Mulher e um homem conversando e um carro
O charme indiscreto da burguesia paulista: Motorista de Táxi, 1939. Instituto Moreira Salles

O trabalho de Hildegard Rosenthal aborda a estética das metrópoles modernas, ao mesmo tempo em que captura as particularidades de uma cidade marcada pela desigualdade de classe e gênero. Ser mulher deu a ela acesso a espaços e experiências que seus colegas homens raramente documentavam, oferecendo perspectivas únicas sobre a presença feminina na paisagem urbana.

“Há uma relação direta com as pessoas, com o registro da vida urbana e dos indivíduos, mas a maneira como ela constrói essa abordagem, a partir de diferentes pontos de vista, mostra claramente uma influência estética da nova era da fotografia. É uma marca registrada das décadas de 1920 e 1930 na Europa que se mantém presente em seu trabalho”, analisa Sergio Burgi, curador e coordenador de fotografia do Instituto Moreira Salles.

Legado duradouro

A perspectiva europeia que Rosenthal transpôs para a América Latina deixou um legado pioneiro. Ela faleceu em 1990, mas sua influência permanece no fotojornalismo brasileiro, especialmente no desenvolvimento de uma linguagem visual distinta que inspirou gerações.
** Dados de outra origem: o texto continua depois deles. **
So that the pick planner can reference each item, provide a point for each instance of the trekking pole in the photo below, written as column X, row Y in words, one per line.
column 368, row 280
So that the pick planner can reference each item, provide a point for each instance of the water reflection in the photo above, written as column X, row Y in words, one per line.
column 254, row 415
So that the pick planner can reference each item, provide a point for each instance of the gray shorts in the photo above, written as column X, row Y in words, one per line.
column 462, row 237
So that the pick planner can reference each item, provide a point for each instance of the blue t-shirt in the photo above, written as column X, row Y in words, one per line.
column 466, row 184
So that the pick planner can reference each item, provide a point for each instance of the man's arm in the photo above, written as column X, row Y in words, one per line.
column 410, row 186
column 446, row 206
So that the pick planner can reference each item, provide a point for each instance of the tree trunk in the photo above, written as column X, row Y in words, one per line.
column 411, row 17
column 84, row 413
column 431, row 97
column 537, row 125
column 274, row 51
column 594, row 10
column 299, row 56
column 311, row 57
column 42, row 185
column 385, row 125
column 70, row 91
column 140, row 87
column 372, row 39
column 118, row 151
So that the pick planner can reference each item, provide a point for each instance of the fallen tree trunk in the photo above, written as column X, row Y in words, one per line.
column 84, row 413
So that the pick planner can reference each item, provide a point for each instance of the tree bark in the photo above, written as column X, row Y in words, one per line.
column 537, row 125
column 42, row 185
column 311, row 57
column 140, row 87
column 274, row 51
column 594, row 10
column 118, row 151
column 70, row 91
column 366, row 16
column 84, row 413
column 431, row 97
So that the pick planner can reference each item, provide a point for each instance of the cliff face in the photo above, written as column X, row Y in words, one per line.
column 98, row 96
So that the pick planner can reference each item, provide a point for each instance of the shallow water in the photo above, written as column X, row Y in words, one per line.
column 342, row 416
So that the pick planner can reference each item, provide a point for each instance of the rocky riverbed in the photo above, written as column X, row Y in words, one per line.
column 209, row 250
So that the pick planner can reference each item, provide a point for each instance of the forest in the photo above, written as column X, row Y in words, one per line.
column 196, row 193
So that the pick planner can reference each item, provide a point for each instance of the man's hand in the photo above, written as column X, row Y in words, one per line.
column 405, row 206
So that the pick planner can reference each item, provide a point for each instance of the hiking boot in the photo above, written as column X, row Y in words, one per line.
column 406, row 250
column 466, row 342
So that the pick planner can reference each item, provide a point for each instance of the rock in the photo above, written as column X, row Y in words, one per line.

“Seu trabalho chama a atenção no contexto daquele período justamente por sua elaboração estética, que, embora enraizada nos debates contemporâneos, vai muito além de um exercício formal de linguagem. É algo mais profundo, em diálogo com o tempo em que foi produzido”, afirma Burgi.

Duas meninas japonesas
Meninas comendo sorvete na Liberdade, bairro japonês, 1940. São Paulo é a cidade com a maior população japonesa e descendente de japoneses fora do Japão. Instituto Moreira Salles

“Essa construção de uma visão da cidade revela algo profundo sobre São Paulo. Costuma-se dizer que o Brasil não é para amadores – e São Paulo menos ainda. É um lugar complexo, em constante transformação. Hildegard Rosenthal fez parte do processo de aproximação e interpretação de uma cidade em intensa metamorfose”, acrescenta Burgi.

Para Lima, as fotografias de Rosenthal combinam a linguagem moderna da fotografia com formas de representação e temas negligenciados por seus contemporâneos homens. 

“As noções de modernidade não são universais, como muitas vezes se supõe. As fotografias de Hildegard Rosenthal mostram a diversidade de experiências, espaços e relações que moldaram a sociedade moderna na primeira metade do século 20. Seu legado é parte da contribuição significativa dos imigrantes para a produção fotográfica e a cultura visual latino-americana. Seu trabalho revela um olhar sobre as experiências das mulheres na Modernidade e acrescenta novas camadas à nossa compreensão da fotografia moderna”, conclui Lima.